耳鼻咽喉科の医師は、私にとって天職だと感じています。それぐらい、この仕事が好きです。さまざまな疾患の中でも、難聴と中耳炎の治療を得意としていますけれども、中耳炎を治療するために生まれてきたんじゃないかと思うぐらい中耳炎の治療が好きですね(笑)。耳鼻咽喉科は「機能外科」。処置することで、「聞く」「匂いを感じる」「声を出す」といった機能・感覚を治して、患者さんの生活の質を高めるのが、耳鼻咽喉科の医師の役目です。患者さんが喜んでくださるときには、大きなやりがいを感じますね。

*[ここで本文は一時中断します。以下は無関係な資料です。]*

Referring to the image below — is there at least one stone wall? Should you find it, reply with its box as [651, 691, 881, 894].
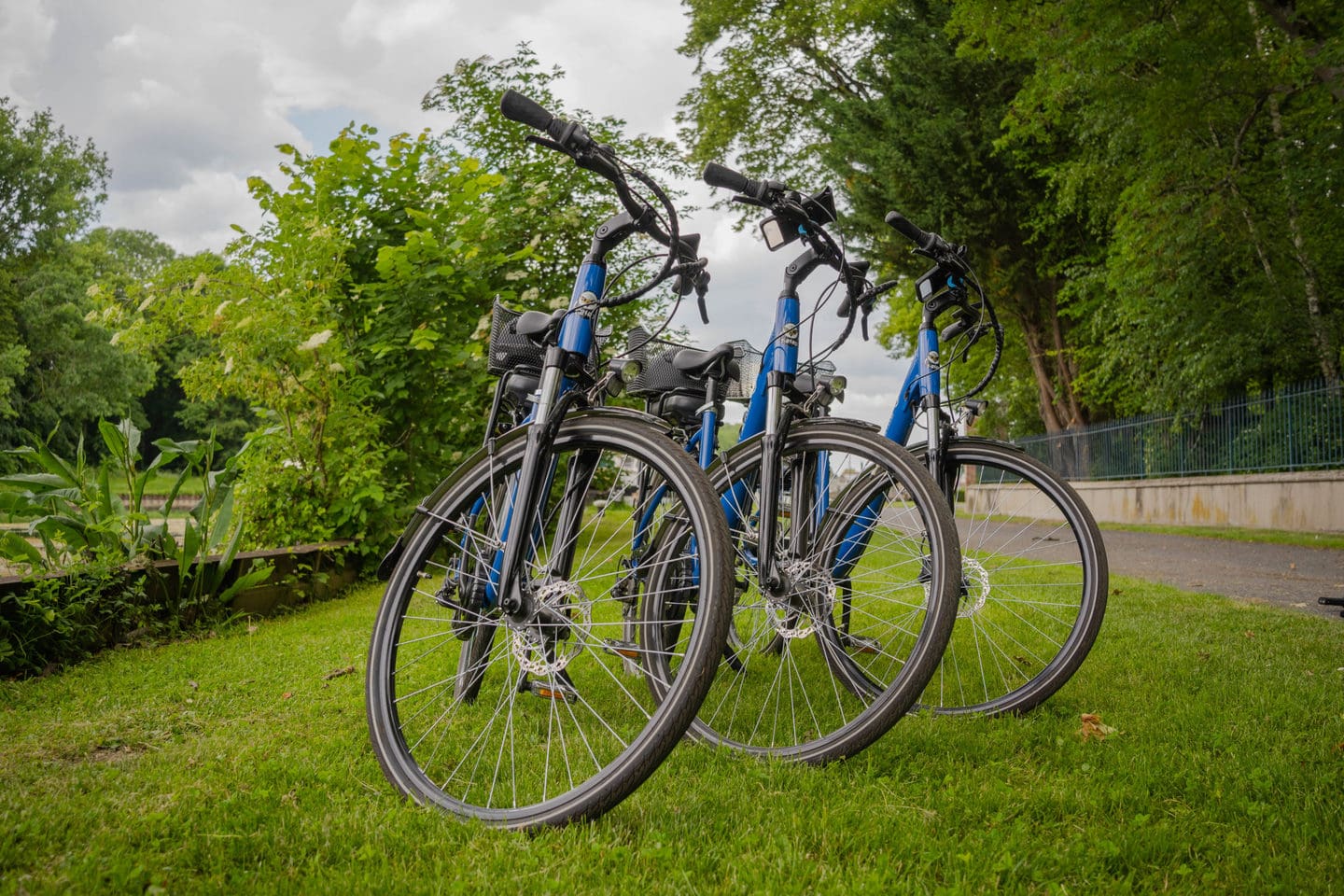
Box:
[966, 470, 1344, 532]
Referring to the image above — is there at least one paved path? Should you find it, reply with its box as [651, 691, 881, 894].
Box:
[1102, 529, 1344, 620]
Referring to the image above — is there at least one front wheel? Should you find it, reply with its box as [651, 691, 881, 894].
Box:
[916, 440, 1108, 715]
[645, 420, 959, 763]
[366, 413, 733, 828]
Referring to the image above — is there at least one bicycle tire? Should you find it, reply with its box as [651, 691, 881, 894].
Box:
[644, 419, 959, 764]
[914, 438, 1109, 715]
[366, 411, 733, 829]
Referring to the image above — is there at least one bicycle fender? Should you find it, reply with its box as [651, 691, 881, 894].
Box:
[906, 435, 1030, 456]
[378, 407, 672, 581]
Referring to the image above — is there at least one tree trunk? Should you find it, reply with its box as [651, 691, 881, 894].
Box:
[1247, 1, 1340, 383]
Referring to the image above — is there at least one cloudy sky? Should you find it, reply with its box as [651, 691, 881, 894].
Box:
[0, 0, 904, 422]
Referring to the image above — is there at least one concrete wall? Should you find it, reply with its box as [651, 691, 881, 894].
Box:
[966, 470, 1344, 532]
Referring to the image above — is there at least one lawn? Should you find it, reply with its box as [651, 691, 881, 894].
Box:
[0, 579, 1344, 893]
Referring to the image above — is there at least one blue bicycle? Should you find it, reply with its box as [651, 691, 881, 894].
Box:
[609, 166, 961, 763]
[699, 165, 1108, 715]
[366, 91, 734, 828]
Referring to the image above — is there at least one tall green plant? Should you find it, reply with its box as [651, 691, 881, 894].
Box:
[0, 420, 272, 623]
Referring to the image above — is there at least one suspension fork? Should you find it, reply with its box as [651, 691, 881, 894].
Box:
[757, 381, 798, 593]
[495, 345, 572, 620]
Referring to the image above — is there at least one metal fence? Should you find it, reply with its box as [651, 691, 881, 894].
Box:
[1016, 382, 1344, 480]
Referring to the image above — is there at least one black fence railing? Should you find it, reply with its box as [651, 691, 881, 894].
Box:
[1017, 380, 1344, 480]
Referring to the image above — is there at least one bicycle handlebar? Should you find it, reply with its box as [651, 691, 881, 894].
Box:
[500, 90, 709, 309]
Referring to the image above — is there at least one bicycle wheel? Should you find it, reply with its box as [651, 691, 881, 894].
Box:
[367, 413, 733, 828]
[645, 420, 959, 763]
[916, 440, 1108, 715]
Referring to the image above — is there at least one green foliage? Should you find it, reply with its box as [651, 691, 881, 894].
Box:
[681, 0, 1087, 430]
[0, 98, 157, 470]
[0, 420, 272, 641]
[954, 0, 1344, 413]
[681, 0, 1344, 432]
[0, 97, 109, 263]
[0, 563, 149, 677]
[107, 49, 673, 553]
[424, 43, 693, 332]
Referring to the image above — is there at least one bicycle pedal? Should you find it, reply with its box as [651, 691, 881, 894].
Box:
[526, 681, 580, 703]
[844, 634, 882, 654]
[602, 638, 644, 660]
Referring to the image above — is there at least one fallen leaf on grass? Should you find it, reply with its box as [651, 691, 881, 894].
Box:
[1078, 712, 1124, 743]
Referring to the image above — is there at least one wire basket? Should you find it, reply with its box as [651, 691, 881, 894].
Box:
[486, 299, 608, 376]
[625, 327, 761, 400]
[488, 299, 541, 376]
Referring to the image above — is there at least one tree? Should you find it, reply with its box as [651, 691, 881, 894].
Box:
[681, 0, 1088, 431]
[0, 97, 122, 447]
[954, 0, 1344, 413]
[0, 98, 160, 464]
[424, 43, 691, 332]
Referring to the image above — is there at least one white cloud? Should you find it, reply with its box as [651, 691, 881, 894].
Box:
[0, 0, 903, 422]
[0, 0, 56, 104]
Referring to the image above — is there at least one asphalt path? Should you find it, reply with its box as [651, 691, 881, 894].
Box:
[1102, 529, 1344, 626]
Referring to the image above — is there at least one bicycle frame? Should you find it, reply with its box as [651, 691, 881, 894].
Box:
[632, 240, 829, 590]
[472, 212, 650, 617]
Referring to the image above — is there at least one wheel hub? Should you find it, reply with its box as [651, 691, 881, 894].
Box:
[766, 557, 836, 638]
[957, 557, 989, 620]
[508, 581, 593, 676]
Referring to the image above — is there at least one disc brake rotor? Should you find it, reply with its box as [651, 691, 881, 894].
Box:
[510, 581, 593, 676]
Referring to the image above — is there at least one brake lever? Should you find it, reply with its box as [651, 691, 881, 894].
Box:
[523, 134, 574, 159]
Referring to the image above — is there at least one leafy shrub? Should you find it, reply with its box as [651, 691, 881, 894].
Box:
[0, 563, 151, 677]
[0, 420, 272, 675]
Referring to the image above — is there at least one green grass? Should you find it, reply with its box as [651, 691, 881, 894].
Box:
[0, 581, 1344, 893]
[1098, 523, 1344, 551]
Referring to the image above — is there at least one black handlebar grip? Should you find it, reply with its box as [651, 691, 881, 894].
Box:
[887, 211, 932, 248]
[500, 90, 555, 131]
[700, 161, 761, 195]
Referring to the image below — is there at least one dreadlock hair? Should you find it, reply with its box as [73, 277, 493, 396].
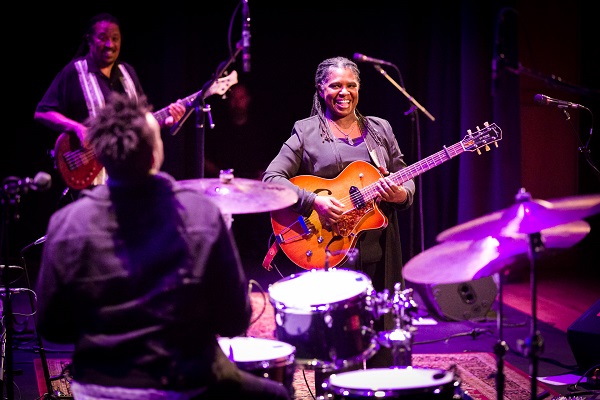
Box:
[87, 92, 156, 178]
[73, 13, 121, 58]
[310, 56, 381, 144]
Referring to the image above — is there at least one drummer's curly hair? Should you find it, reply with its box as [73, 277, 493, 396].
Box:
[87, 92, 155, 175]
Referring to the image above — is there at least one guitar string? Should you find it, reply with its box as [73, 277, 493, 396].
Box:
[64, 71, 237, 169]
[332, 143, 462, 211]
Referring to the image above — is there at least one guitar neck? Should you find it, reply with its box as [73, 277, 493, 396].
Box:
[361, 143, 465, 201]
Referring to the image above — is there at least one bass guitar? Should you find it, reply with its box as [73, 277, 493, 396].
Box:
[54, 71, 238, 190]
[270, 122, 502, 270]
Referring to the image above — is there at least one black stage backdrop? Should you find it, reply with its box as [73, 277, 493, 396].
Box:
[0, 0, 600, 278]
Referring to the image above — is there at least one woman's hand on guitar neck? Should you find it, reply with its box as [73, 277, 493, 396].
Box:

地域にとって、どのようなクリニックでありたいかお聞かせください。

大蔵眞一院長 大蔵耳鼻咽喉科6

誰しも初めて受診する時は不安ですよね。ですから、診療ではその方の立場になって考えるよう努めています。診療室に入ってきて座るまでの間も、外見や歩き方、雰囲気などをよく観察させていただきながら、「この患者さんはどんな治療を望んでおられるのだろうか?」と考えます。また、患者さんには病名とともに今後の経過について説明し、安心していただくよう努めています。大切なのは、「患者さんの持っている財産を損ねないこと」。つまり、患者さんの状態を少なくとも今より悪くしないことです。「ここで治療を受けて良かった」と思って帰ってもらえたらうれしいですね。患者さんを放っておかない、見捨てないということを心がけ、頼りにされる医師でありたいと思います。